Hier lohnt die Mühe am meisten, denn unerwartete Zusatzkosten sind Abbruchgrund Nummer eins. Versuchen Sie also, zum Beispiel die Versandkosten direkt in Ihre Preise hinein zu kalkulieren und nicht erst im Bezahlprozess extra zu erheben.

Haben die Kunden Ihren Preis akzeptiert und das Produkt in den Warenkorb gelegt, entfällt nun der häufigste Abbruchgrund. Außerdem können Sie oben im Kopfbereich Ihres Shops den schönen Hinweis „Versandkostenfreie Lieferung!“ platzieren.

Hier lohnt eventuell auch eine Mischkalkulation, bei der Sie bei kleinen Versendungen nur ganz geringe Margen haben. Wie gesagt, wenn es Ihnen gelingt diesen Hauptgrund für den Abbruch zu beseitigen, kann das sehr positive Auswirkungen auf den Gesamtumsatz haben.

Sind Zusatzkosten nicht zu vermeiden, dann beschreiben Sie klar die Vorteile des zusätzlichen Service („Sichere Warensendung: Kein Risiko für Sie.

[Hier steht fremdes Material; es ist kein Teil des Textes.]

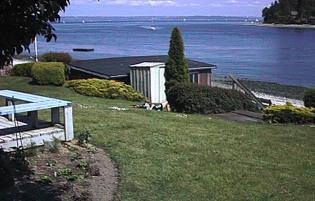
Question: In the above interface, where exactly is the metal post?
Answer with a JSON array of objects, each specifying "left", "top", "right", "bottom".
[{"left": 34, "top": 36, "right": 38, "bottom": 62}]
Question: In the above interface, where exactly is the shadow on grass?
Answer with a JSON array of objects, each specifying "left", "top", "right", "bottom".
[{"left": 0, "top": 180, "right": 62, "bottom": 201}]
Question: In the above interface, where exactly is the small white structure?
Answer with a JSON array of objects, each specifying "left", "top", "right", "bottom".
[
  {"left": 130, "top": 62, "right": 166, "bottom": 103},
  {"left": 0, "top": 90, "right": 74, "bottom": 151}
]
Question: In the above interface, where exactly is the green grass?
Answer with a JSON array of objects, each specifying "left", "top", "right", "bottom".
[{"left": 0, "top": 77, "right": 315, "bottom": 201}]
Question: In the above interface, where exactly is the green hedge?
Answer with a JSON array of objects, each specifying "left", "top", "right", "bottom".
[
  {"left": 304, "top": 89, "right": 315, "bottom": 108},
  {"left": 10, "top": 63, "right": 34, "bottom": 77},
  {"left": 67, "top": 79, "right": 144, "bottom": 101},
  {"left": 264, "top": 103, "right": 315, "bottom": 124},
  {"left": 39, "top": 52, "right": 72, "bottom": 64},
  {"left": 168, "top": 84, "right": 257, "bottom": 114},
  {"left": 32, "top": 62, "right": 65, "bottom": 86}
]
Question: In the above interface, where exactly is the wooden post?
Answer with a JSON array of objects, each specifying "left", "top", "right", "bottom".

Wir garantieren …“).

Es ist klar, dass eine solche Kalkulation zu höheren Preisen führen und damit in Konflikt geraten kann mit dem Abbruchgrund „Besseren Preis woanders gefunden“. Die eigenen Preise immer wieder über Preissuchmaschinen und Online-Recherche bei den Wettbewerbern zu prüfen, sollte aber sowieso ein Dauerthema sein.